Irland hat eine Jahrhundert alte Tradition mit der Emigration. Nach einem bekannten irischen Werbespruch sind Fremde nichts anderes als Freunde, denen man noch nicht begegnet ist. Also könnte man ja meinen, dass Irland im Umgang mit Fremden großherzig und offen ist. Stattdessen hat die Regierung ihr Asylgesetz verschärft. Durch die Insellage am Atlantik und im Rücken des sich unsolidarisch abschottenden Großbritanniens genießt Irland einen natürlichen geographischen „Schutz“ vor unkontrolliert einreisenden Fremden. Die größte Flüchtlingskrise in Europa seit dem Ende des Zweiten Weltkriegs wird auf der Insel kaum wahrgenommen.

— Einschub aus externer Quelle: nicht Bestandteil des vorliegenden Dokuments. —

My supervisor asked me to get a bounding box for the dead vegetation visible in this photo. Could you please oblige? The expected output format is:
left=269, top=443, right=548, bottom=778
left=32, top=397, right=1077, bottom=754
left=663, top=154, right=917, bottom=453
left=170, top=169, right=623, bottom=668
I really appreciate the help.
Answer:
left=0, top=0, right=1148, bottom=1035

Jedoch geht die Flüchtlingspolitik vieler Regierungen an öffentlicher Meinung weit vorbei. Nach dem Willkommens-Index für Flüchtlinge von Amnesty International würden 80 % der Menschen auf der Welt Flüchtlinge mit offenen Armen empfangen. Deutschland (mit Ausnahme konservativer Politiker) liegt auf Platz 2 hinter China. In Irland wurde niemand befragt. Wenn jeder zweite Chinese Flüchtlinge bei sich aufnehmen würde, gäbe es keine mehr. Leider hilft die Umfrage hier nicht weiter.
Die Republik Irland zog es 1949 vor, nach über drei Jahrhunderten britischer Herrschaft aus dem Commonwealth auszuscheiden. Nordirland verblieb im Vereinigten Königreich. Damit ist Irland zweigeteilt, wie einst Deutschland. Die Austeritätspolitik der vergangenen Jahre hat dazu geführt, dass der Süden der grünen Insel infolge des Kreditprogramms Geisel der Gläubigerinstitutionen der EU ist, und die Menschen im Norden unter einer feindseligen konservativen Regierung in London leiden.

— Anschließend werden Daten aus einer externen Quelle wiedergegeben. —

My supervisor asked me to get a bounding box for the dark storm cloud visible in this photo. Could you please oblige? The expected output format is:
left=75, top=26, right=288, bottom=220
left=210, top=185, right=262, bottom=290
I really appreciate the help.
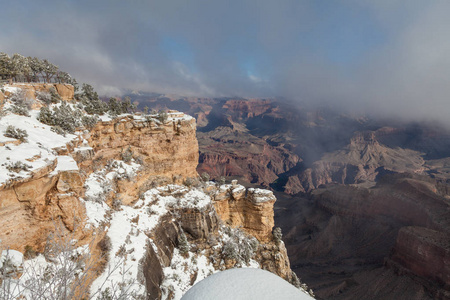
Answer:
left=0, top=0, right=450, bottom=124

Kurz vor Limerick nahe Tipperary gönne ich mir noch eine Pause. Die Caravan und Campingplätze verfügen über englischen Rasen und sind relativ teuer (bis zu 23,-€ pro Nacht für Wohnwagen mit Fahrer). Stelle ich mein Zelt auf, brauche ich mehr Platz, bezahle aber nur die Hälfte. Mit Logik hat das nichts zu tun.

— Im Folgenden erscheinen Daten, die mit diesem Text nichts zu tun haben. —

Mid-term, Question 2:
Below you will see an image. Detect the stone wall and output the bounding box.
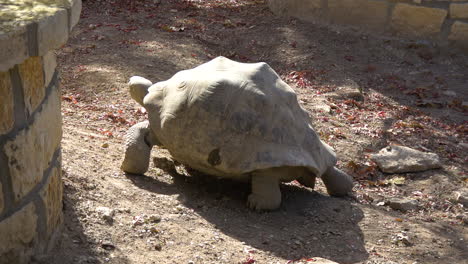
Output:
[268,0,468,49]
[0,0,81,263]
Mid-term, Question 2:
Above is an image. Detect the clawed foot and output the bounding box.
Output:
[247,193,281,211]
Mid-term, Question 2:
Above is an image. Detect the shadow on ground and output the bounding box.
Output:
[126,158,368,263]
[32,169,130,264]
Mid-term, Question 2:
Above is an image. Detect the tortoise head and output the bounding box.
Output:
[128,76,153,106]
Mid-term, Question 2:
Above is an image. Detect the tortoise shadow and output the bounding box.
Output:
[126,158,369,263]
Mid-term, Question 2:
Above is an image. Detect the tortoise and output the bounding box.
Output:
[121,57,353,210]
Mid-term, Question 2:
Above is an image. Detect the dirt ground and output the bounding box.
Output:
[36,0,468,264]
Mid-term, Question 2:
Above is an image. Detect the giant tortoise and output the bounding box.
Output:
[121,57,353,210]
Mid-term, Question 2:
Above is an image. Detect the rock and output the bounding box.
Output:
[456,213,468,225]
[148,215,161,223]
[325,80,364,101]
[371,146,442,173]
[312,257,339,264]
[96,206,115,223]
[101,240,115,250]
[309,98,331,114]
[392,232,413,247]
[387,198,418,212]
[454,190,468,207]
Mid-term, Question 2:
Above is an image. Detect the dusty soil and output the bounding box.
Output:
[37,0,468,264]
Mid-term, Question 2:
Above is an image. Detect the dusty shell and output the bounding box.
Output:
[143,57,336,177]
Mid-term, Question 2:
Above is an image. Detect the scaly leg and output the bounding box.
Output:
[247,169,281,211]
[120,121,152,174]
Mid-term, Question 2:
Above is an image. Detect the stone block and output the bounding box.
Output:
[268,0,322,20]
[328,0,389,30]
[0,203,37,263]
[448,21,468,44]
[371,146,442,173]
[18,56,45,113]
[0,72,14,135]
[69,0,81,31]
[42,51,57,87]
[0,27,28,72]
[37,8,69,56]
[41,167,63,236]
[450,3,468,18]
[4,87,62,201]
[390,3,448,37]
[0,182,5,215]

In den Bergen nahe Tipperary hat Cristus den Überblick und es scheint wieder die Sonne. Im Frühling ist es hier doch noch noch recht frisch.
Irland als „Insel der Heiligen und Gelehrten“, zieht eine große Anzahl von Studenten wegen seines ausgezeichneten Rufs für Bildung und Willkommenskultur (welche sich auf Studenten und Touristen beschränkt) an. Unterrichtssprache ist Englisch, was Irland sehr zugänglich für Studenten aus der ganzen Welt macht. Die Insel ist beliebt nicht nur für seine üppigen grünen Hügel, sondern auch für seine sehr freundliche Kultur und Menschen, für seine Kneipen mit charakteristischer irischer Musik und nicht zu vergessen für sein – Guinness. Die Arbeitslosigkeit ist gering und die Wirtschaft floriert. 2005 wurde Irland von der Economist als „Best Place in der Welt zu leben“ benannt. Nach der Rezession des Jahres 2008 sind die Lebenshaltungskosten in Irland zwar gesunken, sie zählen aber immer noch zu den höchsten in Europa. (s. auch im politischen Reiseblog „Europäische Union am Ende?“).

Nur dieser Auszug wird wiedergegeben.